Yüzyıllar boyunca sofralarımızın vazgeçilmezi olan bulgura geri dönüyoruz. Bir ara pirinç öne geçse de fiyatların artmasıyla geleneklerimizi hatırladık ve bulgura döndük.
Şöyle bir düşününce buğdayın bizim geleneğimizde ne kadar önemli olduğunun ispatı anılarım canlandı gözümde. Buğday diyorum çünkü bulgur; buğdayın haşlanıp kabuklarının soyulmuş hali. Aslı buğday yani. Küçükken sokakta bir ekmek görsek yerden alıp üç kez öpüp yüksek bir yere koyardık. Kutsallığını ifade ederdik bu şekilde. Basılan yerde ekmek olmaz! İlla dökülmesi gereken bir pilav varsa kuşların yiyebileceği bir yere dökerdik. Tabağımızdaki taneleri de bitirmeden bırakmazdık hiç. Şimdilerde bizim kadar hürmet etmiyorlar buğdayın hiçbir türüne.
Buğdayın Mezopotamya’nın bereketli topraklarında yetişmesi bulgurun da burada çıkmasına sebep olmuştur. Bulgur da buğdayın ilk yetiştiği yer olarak kabul edilen Doğu Akdeniz’den çıkmıştır. Bulgurun nasıl elde edildiğini aşağı yukarı hepimiz biliriz. Buğday hasat edildikten sonra kaynatılır. Serilerek kurutulur. İyice kuruduktan sonra kabuğu soyulur. Kırılır ve elenerek boylara ayrılır. Tabi şimdilerde hepimiz ihtiyacımıza göre marketlerden hazır alıyoruz. Ama köylerimizde hala devam eden bir gelenek. Kaynama işi evlerde yapılıyor yine ama kırma eleme boylara ayırma işlemleri için artık makineler var. Arabaya koyuluyor ve ayrılıp geliyor evimize.

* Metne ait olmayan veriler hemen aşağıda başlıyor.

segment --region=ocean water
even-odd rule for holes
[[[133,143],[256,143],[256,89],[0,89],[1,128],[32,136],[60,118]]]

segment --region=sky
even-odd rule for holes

Buğday bir sanat bizim yurdumuzda Evliya Çelebi’nin seyehatnamesinde buğday ile alakalı bölümleri okuduğunuzda en az benim kadar hayran kalacaksınız eminim.
Buğday çalkalayıcı esnafı: ‘Bunların da dükkânları ekmek fırınları ve değirmenlerdir. Neferât 3000. Bunlar da Mısır fellâhlarıdır. Bu esnaf ustalıklarını o dereceye ulaştırmışlar ki buğday, arpa, mercimek, bakla, pirinç bir yerde karışmış olsa bunlar içinde hepsini birbirinden ayırırlar. Bazı ustaları kalbur içinde buğday ve toprağı ayırıp çalkalaya çalkalaya buğdaydan ‘Lâ İlâhe İllallah’ yazarlar ‘Yâ Şafî, yâ Kâfi’ yazar, sihir derecesinde sanattır. Pirleri Ali Samir’dir…’
Her halinde ayrı lezzetli…
Boylarına göre ihtiyacımızı karşılıyor bulgur. En büyük boyundan pilav yapılır. Dolmalara koyulur. Bir sonraki boy ince bulgurdur. Yörelere göre değişik isimleri de var. ‘simit, setik, göce, haşıl’ Bu bulgurla her çeşit köfte yapılır. Güneydoğuda köfte denilince akla buralardaki gibi ızgarada pişmiş et gelmez. İllaki bulgurla yoğrulmuştur orada köfteler. ‘içliköfte, oruk gibi’ İnce bulgurun da bir incesi daha vardır. Gaziantep ve Kilis’te siddi simidi denir. Özellikle bulgurun ilk yapıldığı mevsimde bulunur ve hemen tüketilmesi gerekir. Zira çabuk bozulur. Bir de kırılmamış buğday var. Yine buğday kaynatılıyor yine serilip soğutuluyor ama kırılmıyor. Buna yarma diyoruz. Temmuz ayında yazdığım soğuk çorba da işte bu yarmadan yapılıyordu.
Bulgur sözlüğü.
Bulgur’un hayatımızdaki yeri yadsınamayacak kadar fazla. Öyle ki bulgur kaynatmanın kendine has kelimeleri var. İşte size birkaç örnek;
Dink: Tahılın kabuğunu yumuşatmaya ve ayırmaya yarayan değirmen.
Dinkene: Buğdayın kabuğunu çıkaran aygıt.
Hedik: haşlanmış bulgur, buğday, mısır, nohut gibi şeyler.
Allef: Kalpurla ve tepir denilen aletle buğdayı temizleyen sanat sahibi kişi.